When governance is weak, clinicians receive partial or inconsistent information that undermines trust and increases cognitive load. Manual verification becomes routine. Workarounds emerge and stabilise over time, with digital exchange supplemented by phone calls, emails, and ad hoc coordination during critical moments. Gradually, interoperability is perceived as an administrative burden rather than a clinical enabler, even when the underlying technology is sound.
Whether interoperability improves care delivery or adds friction is determined less by technical maturity than by leadership decisions around ownership, accountability, and prioritisation.
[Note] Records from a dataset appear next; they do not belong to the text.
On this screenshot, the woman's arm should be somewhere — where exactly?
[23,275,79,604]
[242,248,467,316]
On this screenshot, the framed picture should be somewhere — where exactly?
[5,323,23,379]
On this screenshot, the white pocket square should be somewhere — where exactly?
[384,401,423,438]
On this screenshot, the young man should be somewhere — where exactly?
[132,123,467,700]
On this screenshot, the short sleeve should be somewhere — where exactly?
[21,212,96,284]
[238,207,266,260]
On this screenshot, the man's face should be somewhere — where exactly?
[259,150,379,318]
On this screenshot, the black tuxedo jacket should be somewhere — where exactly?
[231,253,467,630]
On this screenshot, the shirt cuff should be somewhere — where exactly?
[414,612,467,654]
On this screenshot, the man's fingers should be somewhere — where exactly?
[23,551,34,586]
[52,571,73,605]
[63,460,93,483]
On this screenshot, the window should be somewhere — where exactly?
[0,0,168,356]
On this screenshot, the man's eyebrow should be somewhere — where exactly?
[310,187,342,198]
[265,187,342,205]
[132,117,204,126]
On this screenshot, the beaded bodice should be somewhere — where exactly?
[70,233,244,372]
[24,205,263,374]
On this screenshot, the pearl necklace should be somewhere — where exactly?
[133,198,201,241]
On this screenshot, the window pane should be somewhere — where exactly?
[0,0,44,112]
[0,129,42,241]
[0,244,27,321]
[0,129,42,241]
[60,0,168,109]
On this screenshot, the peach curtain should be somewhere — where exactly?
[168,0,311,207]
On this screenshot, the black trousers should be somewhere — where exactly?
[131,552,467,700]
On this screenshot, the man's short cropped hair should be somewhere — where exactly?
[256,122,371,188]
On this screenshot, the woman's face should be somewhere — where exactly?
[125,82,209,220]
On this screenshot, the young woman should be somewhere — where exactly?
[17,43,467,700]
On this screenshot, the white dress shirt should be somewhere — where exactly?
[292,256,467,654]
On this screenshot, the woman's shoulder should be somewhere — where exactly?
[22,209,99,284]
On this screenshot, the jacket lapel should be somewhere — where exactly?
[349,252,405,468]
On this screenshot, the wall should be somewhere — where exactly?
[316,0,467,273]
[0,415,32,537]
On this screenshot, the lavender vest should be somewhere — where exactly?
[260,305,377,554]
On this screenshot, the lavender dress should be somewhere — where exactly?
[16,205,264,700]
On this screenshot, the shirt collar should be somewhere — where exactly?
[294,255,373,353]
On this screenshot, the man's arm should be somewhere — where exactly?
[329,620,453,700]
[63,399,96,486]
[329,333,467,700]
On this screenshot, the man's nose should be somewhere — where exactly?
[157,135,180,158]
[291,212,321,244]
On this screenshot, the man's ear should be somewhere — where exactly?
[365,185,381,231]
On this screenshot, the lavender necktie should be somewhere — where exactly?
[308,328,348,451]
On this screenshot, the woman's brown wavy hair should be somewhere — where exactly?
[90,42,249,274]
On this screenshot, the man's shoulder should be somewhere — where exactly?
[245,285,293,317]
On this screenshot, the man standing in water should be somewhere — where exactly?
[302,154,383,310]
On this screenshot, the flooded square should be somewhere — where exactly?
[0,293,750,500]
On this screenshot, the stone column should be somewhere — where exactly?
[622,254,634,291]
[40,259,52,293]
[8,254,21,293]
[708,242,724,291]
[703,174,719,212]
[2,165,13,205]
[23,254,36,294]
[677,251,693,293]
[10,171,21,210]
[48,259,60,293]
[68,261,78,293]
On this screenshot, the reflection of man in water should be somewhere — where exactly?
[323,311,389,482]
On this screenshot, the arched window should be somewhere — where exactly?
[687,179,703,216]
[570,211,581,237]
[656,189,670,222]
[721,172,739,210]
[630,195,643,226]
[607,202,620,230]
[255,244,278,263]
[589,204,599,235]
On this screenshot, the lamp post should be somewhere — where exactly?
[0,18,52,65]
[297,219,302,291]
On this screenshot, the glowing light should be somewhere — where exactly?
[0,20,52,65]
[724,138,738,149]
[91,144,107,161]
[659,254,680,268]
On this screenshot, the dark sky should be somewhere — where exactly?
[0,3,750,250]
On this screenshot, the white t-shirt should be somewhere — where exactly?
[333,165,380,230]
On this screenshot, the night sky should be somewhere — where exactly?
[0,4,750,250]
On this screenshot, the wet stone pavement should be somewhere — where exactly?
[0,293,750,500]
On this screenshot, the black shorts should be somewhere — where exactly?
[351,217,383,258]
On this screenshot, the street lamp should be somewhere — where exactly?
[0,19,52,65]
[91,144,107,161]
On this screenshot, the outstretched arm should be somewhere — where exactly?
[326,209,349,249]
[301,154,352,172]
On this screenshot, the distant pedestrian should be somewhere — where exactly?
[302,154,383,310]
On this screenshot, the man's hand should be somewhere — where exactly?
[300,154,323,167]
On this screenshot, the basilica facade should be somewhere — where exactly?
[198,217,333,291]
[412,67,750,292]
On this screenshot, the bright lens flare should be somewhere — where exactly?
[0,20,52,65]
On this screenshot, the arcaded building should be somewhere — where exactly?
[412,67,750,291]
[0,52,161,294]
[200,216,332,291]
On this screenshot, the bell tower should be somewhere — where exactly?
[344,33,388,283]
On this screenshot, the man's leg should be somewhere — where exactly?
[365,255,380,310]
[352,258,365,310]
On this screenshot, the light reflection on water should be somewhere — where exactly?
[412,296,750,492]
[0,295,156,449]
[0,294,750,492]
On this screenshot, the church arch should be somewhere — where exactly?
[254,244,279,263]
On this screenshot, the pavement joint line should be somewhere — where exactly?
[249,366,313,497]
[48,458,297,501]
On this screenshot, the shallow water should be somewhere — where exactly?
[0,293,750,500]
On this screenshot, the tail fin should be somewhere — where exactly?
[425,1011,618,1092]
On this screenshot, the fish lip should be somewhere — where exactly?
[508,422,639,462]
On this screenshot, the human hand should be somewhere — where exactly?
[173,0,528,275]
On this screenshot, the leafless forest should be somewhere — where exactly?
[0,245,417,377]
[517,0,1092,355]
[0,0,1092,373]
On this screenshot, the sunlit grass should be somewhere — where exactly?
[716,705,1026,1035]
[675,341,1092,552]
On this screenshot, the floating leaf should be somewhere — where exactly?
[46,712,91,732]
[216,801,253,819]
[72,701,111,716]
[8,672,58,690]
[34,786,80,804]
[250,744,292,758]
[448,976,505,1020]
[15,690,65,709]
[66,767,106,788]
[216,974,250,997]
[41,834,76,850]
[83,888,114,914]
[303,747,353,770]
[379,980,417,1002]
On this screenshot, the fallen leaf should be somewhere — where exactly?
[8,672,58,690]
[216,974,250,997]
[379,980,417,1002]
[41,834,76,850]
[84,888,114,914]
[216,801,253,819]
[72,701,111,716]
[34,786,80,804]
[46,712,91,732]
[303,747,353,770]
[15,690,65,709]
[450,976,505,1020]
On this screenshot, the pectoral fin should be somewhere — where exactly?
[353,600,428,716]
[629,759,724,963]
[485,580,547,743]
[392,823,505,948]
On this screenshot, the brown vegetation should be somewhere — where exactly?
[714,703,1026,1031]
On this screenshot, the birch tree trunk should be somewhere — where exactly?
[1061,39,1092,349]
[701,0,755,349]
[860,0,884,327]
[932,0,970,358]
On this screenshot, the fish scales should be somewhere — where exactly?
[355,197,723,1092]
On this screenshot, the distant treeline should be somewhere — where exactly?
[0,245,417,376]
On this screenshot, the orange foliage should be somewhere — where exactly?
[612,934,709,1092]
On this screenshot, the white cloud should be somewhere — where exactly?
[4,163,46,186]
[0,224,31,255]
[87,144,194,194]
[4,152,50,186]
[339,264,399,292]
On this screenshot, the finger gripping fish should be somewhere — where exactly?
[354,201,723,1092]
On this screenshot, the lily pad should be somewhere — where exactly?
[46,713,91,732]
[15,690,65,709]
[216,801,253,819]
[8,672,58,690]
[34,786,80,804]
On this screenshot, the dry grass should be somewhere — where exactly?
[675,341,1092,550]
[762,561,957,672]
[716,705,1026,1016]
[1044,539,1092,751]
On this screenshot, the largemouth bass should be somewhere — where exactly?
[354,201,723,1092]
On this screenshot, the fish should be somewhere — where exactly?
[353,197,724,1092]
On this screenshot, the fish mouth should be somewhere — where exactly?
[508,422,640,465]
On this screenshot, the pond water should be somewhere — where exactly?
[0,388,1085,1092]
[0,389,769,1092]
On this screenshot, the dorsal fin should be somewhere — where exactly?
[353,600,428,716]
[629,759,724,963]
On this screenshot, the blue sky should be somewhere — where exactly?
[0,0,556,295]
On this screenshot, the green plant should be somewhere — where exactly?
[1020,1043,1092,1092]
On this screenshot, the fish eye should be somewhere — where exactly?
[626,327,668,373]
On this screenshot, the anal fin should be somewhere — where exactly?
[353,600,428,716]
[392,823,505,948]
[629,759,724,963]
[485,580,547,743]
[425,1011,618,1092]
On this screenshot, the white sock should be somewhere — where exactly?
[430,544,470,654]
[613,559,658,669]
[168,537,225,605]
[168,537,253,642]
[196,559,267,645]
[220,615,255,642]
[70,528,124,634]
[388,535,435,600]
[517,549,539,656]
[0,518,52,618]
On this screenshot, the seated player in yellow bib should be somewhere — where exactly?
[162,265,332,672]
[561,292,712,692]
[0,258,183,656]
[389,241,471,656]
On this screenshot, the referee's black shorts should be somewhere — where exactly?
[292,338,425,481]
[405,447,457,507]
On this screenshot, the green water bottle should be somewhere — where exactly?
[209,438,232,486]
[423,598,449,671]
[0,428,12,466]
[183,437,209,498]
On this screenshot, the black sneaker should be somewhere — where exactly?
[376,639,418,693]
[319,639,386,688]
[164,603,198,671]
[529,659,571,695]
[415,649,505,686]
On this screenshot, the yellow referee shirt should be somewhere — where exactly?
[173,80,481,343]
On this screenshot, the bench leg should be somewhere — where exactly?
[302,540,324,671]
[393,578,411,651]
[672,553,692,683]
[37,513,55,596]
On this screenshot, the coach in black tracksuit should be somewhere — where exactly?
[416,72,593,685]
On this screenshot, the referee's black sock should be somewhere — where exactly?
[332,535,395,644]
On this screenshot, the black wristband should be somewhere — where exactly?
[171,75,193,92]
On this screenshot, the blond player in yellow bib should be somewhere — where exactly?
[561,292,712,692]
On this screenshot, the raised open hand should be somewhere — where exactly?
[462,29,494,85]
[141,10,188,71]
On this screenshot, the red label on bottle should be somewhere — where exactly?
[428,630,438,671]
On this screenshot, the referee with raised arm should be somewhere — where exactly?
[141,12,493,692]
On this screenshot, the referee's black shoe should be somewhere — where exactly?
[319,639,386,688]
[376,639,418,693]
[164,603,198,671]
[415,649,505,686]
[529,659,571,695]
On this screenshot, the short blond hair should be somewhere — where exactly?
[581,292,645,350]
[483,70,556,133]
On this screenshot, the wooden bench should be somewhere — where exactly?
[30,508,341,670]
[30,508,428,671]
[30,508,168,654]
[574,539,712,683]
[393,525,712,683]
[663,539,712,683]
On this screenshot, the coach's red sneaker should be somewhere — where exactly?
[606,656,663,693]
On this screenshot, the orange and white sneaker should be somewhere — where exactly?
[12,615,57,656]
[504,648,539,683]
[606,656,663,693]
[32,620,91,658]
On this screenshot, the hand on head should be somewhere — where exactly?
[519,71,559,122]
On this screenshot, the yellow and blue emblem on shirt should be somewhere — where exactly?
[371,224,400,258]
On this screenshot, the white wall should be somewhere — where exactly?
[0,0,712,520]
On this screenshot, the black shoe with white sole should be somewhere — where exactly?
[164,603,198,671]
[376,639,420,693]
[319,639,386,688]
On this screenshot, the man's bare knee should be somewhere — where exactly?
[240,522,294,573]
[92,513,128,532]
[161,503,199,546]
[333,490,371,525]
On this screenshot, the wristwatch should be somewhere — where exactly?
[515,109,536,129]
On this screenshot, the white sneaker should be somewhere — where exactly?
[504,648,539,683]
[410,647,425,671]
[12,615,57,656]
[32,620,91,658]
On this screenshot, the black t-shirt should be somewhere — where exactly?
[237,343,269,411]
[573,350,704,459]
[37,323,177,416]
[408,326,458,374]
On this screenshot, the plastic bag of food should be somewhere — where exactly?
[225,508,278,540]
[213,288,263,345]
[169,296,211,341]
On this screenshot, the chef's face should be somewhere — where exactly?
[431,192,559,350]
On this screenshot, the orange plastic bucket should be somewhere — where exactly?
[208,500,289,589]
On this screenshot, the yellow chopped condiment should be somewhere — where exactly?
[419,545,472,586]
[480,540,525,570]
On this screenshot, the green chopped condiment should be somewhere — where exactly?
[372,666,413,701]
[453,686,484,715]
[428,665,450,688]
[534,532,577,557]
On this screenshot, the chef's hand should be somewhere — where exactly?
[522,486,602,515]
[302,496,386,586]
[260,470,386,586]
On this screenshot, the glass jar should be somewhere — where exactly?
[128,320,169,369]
Technology follows governance, not the other way around
Healthcare organisations that make sustained progress on interoperability begin with governance rather than tooling. Leadership defines which data flows matter most, who owns them, and how accountability is enforced across organisational boundaries. Decision authority is clarified for data quality, access, and usage, including how trade-offs are made when clinical, operational, and regulatory requirements conflict.
Technology then supports these decisions by implementing standards, integrations, and monitoring aligned with agreed responsibilities. Interoperability becomes an operational capability embedded into service delivery rather than a standalone technical project or regulatory obligation.
In this model, EHDS compliance emerges as a consequence of effective governance rather than its primary driver.
Sustainable interoperability requires executive ownership
Interoperability challenges persist when they are treated as technical integration tasks or compliance initiatives delegated away from executive attention. They are resolved when leadership treats data exchange as a core organisational capability tied directly to care delivery, operational coordination, and system resilience.
This requires executives to make explicit decisions about ownership, prioritisation, and risk, and to accept that interoperability success depends as much on organisational design as on technology selection. Without this shift, additional standards, platforms, and integrations increase complexity without delivering consistent value.
FAQ: Interoperability and leadership in healthcare
Why does interoperability remain difficult despite established standards?
Because standards define how data can move, not who is accountable for its quality, interpretation, and use across organisations.
How does EHDS change interoperability expectations?
EHDS increases regulatory pressure and scope but does not resolve governance and ownership challenges within healthcare systems.
Is interoperability primarily an IT responsibility?
No. It requires leadership decisions around ownership, prioritisation, and accountability that extend beyond IT.
Why do interoperability initiatives fail at organisational boundaries?
Because processes, incentives, and risk tolerance differ, and no single role owns end-to-end outcomes. What should healthcare leaders prioritise next?
Defining governance and ownership for critical data flows before expanding technical integration efforts.